Para el número uno del Fondo, en estos momentos resulta 'crucial' que Argentina aplique políticas para contener la hiperinflación y la depreciación del peso. Un temor real, dado que el Gobierno ya ha excedido el límite de emisión para todo el año, de 3.500 millones de pesos (1.018 millones de euros).
Pero Köhler subrayó que 'es muy difícil definir medidas concretas después de haber levantado el corralito de esta manera'.
Las dudas del Fondo son fiel reflejo de las críticas de la banca extranjera, integrada en la Asociación de Bancos de Argentina (ABA). Las entidades han criticado el carácter optativo del plan para transformar los depósitos fijos en títulos públicos y su temor a la discriminación del Banco Central en favor de las entidades nacionales a la hora de proveer liquidez al sistema cuando empiece la devolución de los depósitos atrapados.
De hecho, el jefe de la misión para Argentina, Anoop Singh, señala en su informe que el carácter voluntario y no obligatorio del plan 'aumenta la incertidumbre bancaria y complica los números del sistema financiero'.
De ahí, que el jefe del organismo haya decidido enviar la próxima semana una misión para evaluar los avances realizados por el equipo de Eduardo Duhalde y decidir entonces cuándo se iniciarán las conversaciones sobre la ayuda financiera. Ese anuncio supone, de hecho, un retraso en las negociaciones, que el Gobierno había previsto concluir este mes.
La noticia cayó como un jarro de agua fría sobre las grandes expectativas argentinas. Tanto que el Gobierno, a través de su representante ante el Fondo, Guillermo Zoccalli, presentó una queja formal al directorio del FMI por considerar que Singh puso 'en situación de riesgo las negociaciones que se llevan adelante' para que el organismo reanude la asistencia financiera al país.
El Gobierno argumenta que una vez que ha cumplido las precondiciones exigidas por el Fondo (reforma de la Ley de Quiebras, acuerdo de ajuste fiscal con las provincias y derogación de la Ley de Subversión Económica), el organismo no puede añadir ahora nuevas exigencias para retomar las negociaciones.
'Un marco creíble'
Pero parece que sí las hay.

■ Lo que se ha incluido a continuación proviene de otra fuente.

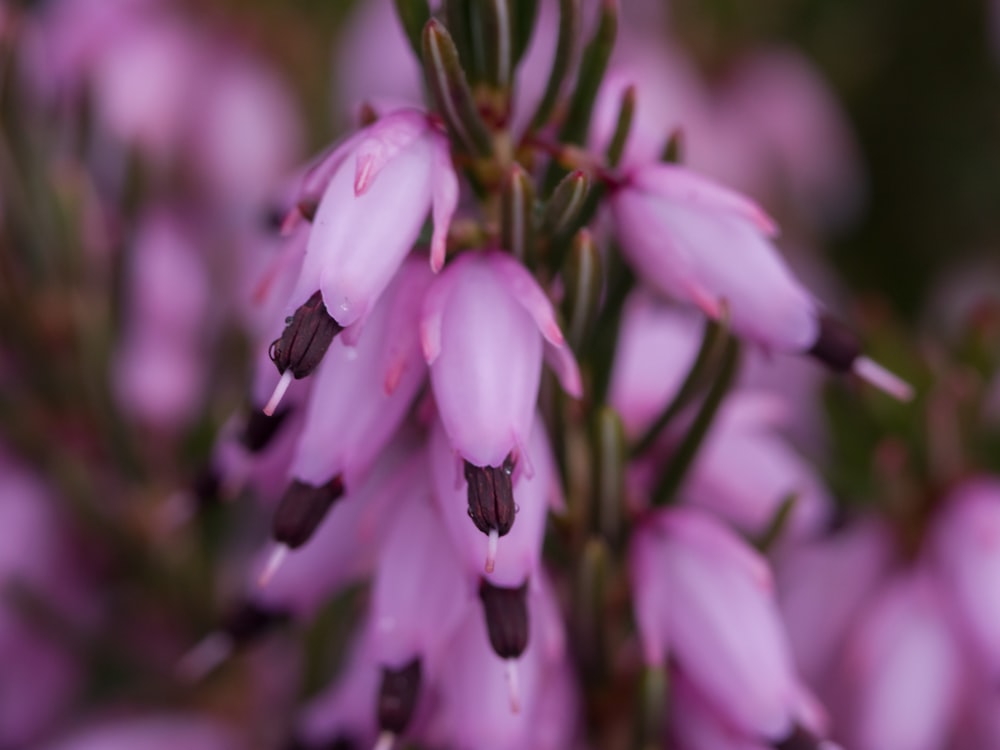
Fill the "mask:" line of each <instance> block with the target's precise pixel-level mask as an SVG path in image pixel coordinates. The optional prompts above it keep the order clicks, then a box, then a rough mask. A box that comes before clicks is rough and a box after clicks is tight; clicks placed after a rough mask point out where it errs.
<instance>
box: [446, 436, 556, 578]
mask: <svg viewBox="0 0 1000 750" xmlns="http://www.w3.org/2000/svg"><path fill="white" fill-rule="evenodd" d="M527 447H528V452H529V454H530V455H531V456H532V462H533V467H534V473H532V474H531V475H529V474H528V472H525V471H520V472H517V473H516V479H515V481H514V484H513V489H514V494H515V496H516V497H517V509H518V510H517V523H515V524H514V525H513V526H512V527H511V530H510V532H509V533H507V534H506V535H505V536H504V537H503V539H502V540H500V541H499V542H494V540H492V539H487V538H484V537H483V534H482V533H481V532H480V531H479V530H478V529H477V528H476V526H475V524H472V523H469V512H468V503H467V500H466V498H467V493H468V487H467V483H466V481H465V478H464V477H463V476H462V471H461V468H460V466H459V465H458V464H457V463H456V457H455V452H454V450H453V449H452V448H451V446H450V444H449V442H448V437H447V435H446V434H445V432H444V428H443V427H442V426H441V423H440V422H436V423H435V426H434V429H433V431H432V433H431V439H430V444H429V448H430V462H431V468H432V470H433V481H434V497H435V499H436V500H437V503H438V507H439V509H440V511H441V516H442V517H443V520H444V524H445V527H446V528H447V530H448V535H449V536H450V537H451V541H452V542H453V543H454V544H455V546H456V548H457V549H458V550H459V551H460V553H461V556H462V558H463V561H464V563H465V566H466V568H467V569H468V570H469V571H471V572H473V573H476V574H482V573H483V560H484V559H485V560H486V573H485V577H486V578H487V579H488V580H489V581H490V582H491V583H493V584H494V585H496V586H503V587H507V588H517V587H519V586H521V585H522V584H523V583H524V582H525V581H527V580H528V578H529V577H530V576H531V574H532V573H533V572H534V571H535V570H536V568H537V567H538V564H539V558H540V556H541V552H542V540H543V538H544V536H545V520H546V517H547V515H548V509H549V506H550V505H551V504H553V503H555V504H561V502H562V492H561V488H560V486H559V479H558V475H557V474H556V467H555V461H554V459H553V457H552V452H551V448H549V444H548V439H547V438H546V435H545V425H544V424H543V423H542V421H541V420H540V419H537V418H536V420H535V425H534V428H533V429H532V431H531V438H530V440H529V441H528V446H527ZM456 480H458V481H456ZM494 544H496V547H497V549H493V545H494Z"/></svg>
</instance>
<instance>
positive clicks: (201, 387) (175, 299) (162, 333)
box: [112, 211, 210, 430]
mask: <svg viewBox="0 0 1000 750" xmlns="http://www.w3.org/2000/svg"><path fill="white" fill-rule="evenodd" d="M197 247H198V240H197V237H196V235H195V233H194V232H193V231H192V229H191V228H190V227H189V226H187V225H186V224H185V222H184V221H183V220H182V219H181V218H180V217H179V216H177V215H176V214H174V213H172V212H169V211H159V212H156V213H153V214H151V215H150V216H148V217H146V218H145V219H144V220H143V221H142V224H141V225H140V227H139V229H138V231H137V233H136V238H135V242H134V245H133V252H132V255H131V258H130V261H131V262H130V265H129V269H128V274H127V277H126V283H127V303H128V307H129V314H128V315H127V317H126V320H127V324H126V326H125V331H124V335H123V340H122V341H121V343H120V344H119V347H118V351H117V352H116V355H115V360H114V363H113V371H112V377H113V380H114V385H115V395H116V397H117V399H118V401H119V403H120V404H121V405H122V406H123V407H124V408H125V409H126V411H128V412H129V413H130V414H132V415H133V416H134V417H136V418H138V419H140V420H143V421H146V422H149V423H152V424H154V425H156V426H160V427H163V428H166V429H171V430H173V429H177V428H179V427H181V426H183V425H184V424H186V423H187V422H188V421H190V420H191V419H193V418H194V416H195V413H196V411H197V409H198V408H199V407H200V405H201V398H202V389H203V386H204V381H205V375H206V367H207V361H206V357H205V351H204V347H205V344H206V341H207V339H208V336H207V335H206V330H207V329H208V328H209V325H210V324H209V320H210V318H209V312H210V305H209V300H210V287H209V279H208V271H207V269H206V267H205V264H204V262H203V260H202V259H201V258H200V257H198V254H197Z"/></svg>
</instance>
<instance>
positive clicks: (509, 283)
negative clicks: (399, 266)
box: [420, 252, 582, 466]
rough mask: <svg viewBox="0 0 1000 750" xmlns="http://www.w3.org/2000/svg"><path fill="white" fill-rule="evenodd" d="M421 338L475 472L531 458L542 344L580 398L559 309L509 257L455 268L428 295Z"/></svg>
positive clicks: (466, 456) (501, 253)
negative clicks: (513, 455) (556, 306)
mask: <svg viewBox="0 0 1000 750" xmlns="http://www.w3.org/2000/svg"><path fill="white" fill-rule="evenodd" d="M420 333H421V339H422V342H423V349H424V356H425V357H426V358H427V362H428V364H430V366H431V385H432V387H433V388H434V398H435V400H436V401H437V405H438V413H439V414H440V416H441V421H442V423H443V424H444V428H445V431H446V432H447V433H448V437H449V439H450V441H451V444H452V446H453V447H454V448H455V450H456V451H457V452H458V453H459V454H460V455H461V456H462V457H463V458H464V459H465V460H466V461H468V462H470V463H472V464H474V465H476V466H501V465H502V464H503V463H504V461H505V460H506V458H507V456H508V454H510V453H511V452H512V451H514V449H515V448H518V449H520V450H518V453H524V450H523V449H525V448H526V447H527V444H528V439H529V436H530V434H531V425H532V421H533V419H534V414H535V405H536V403H537V401H538V387H539V383H540V381H541V376H542V353H543V343H544V344H545V346H547V347H548V355H549V361H550V362H551V363H552V364H553V366H554V367H555V370H556V374H557V375H558V376H559V378H560V380H561V382H562V384H563V388H565V390H566V391H567V392H568V393H569V394H570V395H572V396H574V397H577V398H578V397H579V396H580V394H581V391H582V385H581V382H580V372H579V369H578V368H577V365H576V361H575V360H574V359H573V356H572V354H571V353H570V351H569V347H568V346H567V345H566V342H565V340H564V339H563V336H562V332H561V331H560V330H559V324H558V323H557V322H556V318H555V312H554V310H553V308H552V303H551V302H550V301H549V299H548V298H547V297H546V296H545V293H544V292H543V291H542V289H541V288H540V287H539V286H538V283H537V282H536V281H535V279H534V277H532V276H531V274H530V273H529V272H528V271H527V270H526V269H525V268H524V267H523V266H521V265H520V264H519V263H518V262H517V261H516V260H514V259H513V258H511V257H510V256H509V255H506V254H504V253H500V252H474V253H467V254H466V255H464V256H462V257H460V258H458V259H457V260H456V261H454V262H453V263H452V264H450V265H449V267H448V268H447V269H446V270H445V272H444V273H443V274H442V275H441V277H440V278H438V279H437V280H436V281H435V283H434V285H433V286H432V287H431V289H430V291H429V292H428V295H427V299H426V301H425V303H424V308H423V317H422V320H421V325H420ZM523 458H524V459H525V460H527V461H530V460H531V457H530V456H527V455H525V456H524V457H523Z"/></svg>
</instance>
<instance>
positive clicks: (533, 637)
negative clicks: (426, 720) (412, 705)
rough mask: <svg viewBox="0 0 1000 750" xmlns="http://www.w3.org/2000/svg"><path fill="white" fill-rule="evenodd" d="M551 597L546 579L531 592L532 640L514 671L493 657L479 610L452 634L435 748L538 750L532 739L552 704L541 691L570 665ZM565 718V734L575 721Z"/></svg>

No sólo por las salvedades que Köhler apunta respecto al plan para levantar el corralito y por el temor que ha trascendido desde el Fondo sobre el verdadero alcance de la derogación de la Ley de Subversión. Sino porque el director del Fondo insistía ayer en la necesidad de que las reformas propicien 'un marco creíble', en términos políticos y económicos.
Y esa estabilidad es, precisamente, la que ahora corre peligro si el FMI retrasa su ayuda. Por un lado, la situación social se deteriora día a día y puede volver a provocar las multitudinarias protestas que en diciembre acabaron con el Gobierno de Fernando de la Rúa. Según una encuesta dada a conocer ayer, la pobreza afecta al 52% de los argentinos, hasta un total de 19 millones de personas.
Por otro lado, el plan diseñado por el Banco Central para reestructurar el sistema financiero parte de la base de que el Fondo reanudaría la asistencia financiera este mes. De lo contrario, la entidad no podrá aumentar su nivel de reservas para propiciar liquidez a los bancos y frenar la caída del peso, que ayer cotizaba a 3,7 unidades por dólar. Todo ello si Mario Blejer sigue al frente de la entidad, ya que ayer anunció que se marchará una vez se firme el acuerdo con el FMI.